It's that time of year again — when your favorite nonprofit newsrooms flood your inbox begging for cash, complete with thermometer graphics, urgent subject lines, and appeals to your civic guilt. "Double our reporting power!" they cry. "$50k Spring Bloom match drive!" they plead, as if journalism is a community garden that just needs a little more mulch.

Look, we're not here to bash other outlets for trying to keep the lights on. Journalism costs money. Reporters need to eat. We get it.

But let's have an honest conversation about what's actually happening in local news fundraising — because there's something a little uncomfortable about the model that nobody wants to talk about.

When newsrooms depend on donor generosity to survive, they inevitably start catering to the sensibilities of their donor base. That's not corruption — it's human nature. You don't bite the hand that feeds you. The result? Coverage that flatters the worldview of the people writing checks, wrapped in the language of "public interest journalism." It's the same problem as government-funded media, just with extra tote bags.

San Francisco has no shortage of outlets that will tell progressive donors exactly what they want to hear in exchange for tax-deductible contributions.
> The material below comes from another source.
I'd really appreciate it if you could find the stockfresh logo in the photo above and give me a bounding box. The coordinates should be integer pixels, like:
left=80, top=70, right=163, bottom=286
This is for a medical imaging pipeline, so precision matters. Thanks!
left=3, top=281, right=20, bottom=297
What the city actually lacks is reporting that asks uncomfortable questions about where your tax dollars go, why basic city services keep deteriorating, and how decades of one-party governance have produced a housing crisis, a drug crisis, and a budget crisis — simultaneously.

That's what we're trying to do at The Dissent. We'd rather build something sustainable by earning readers than by passing the hat every season. We think the best accountability journalism comes from outlets that aren't dependent on the goodwill of the very institutions and ideological ecosystems they're supposed to scrutinize.

So no spring bloom drive here. Just the news, the numbers, and the nerve to say what others won't.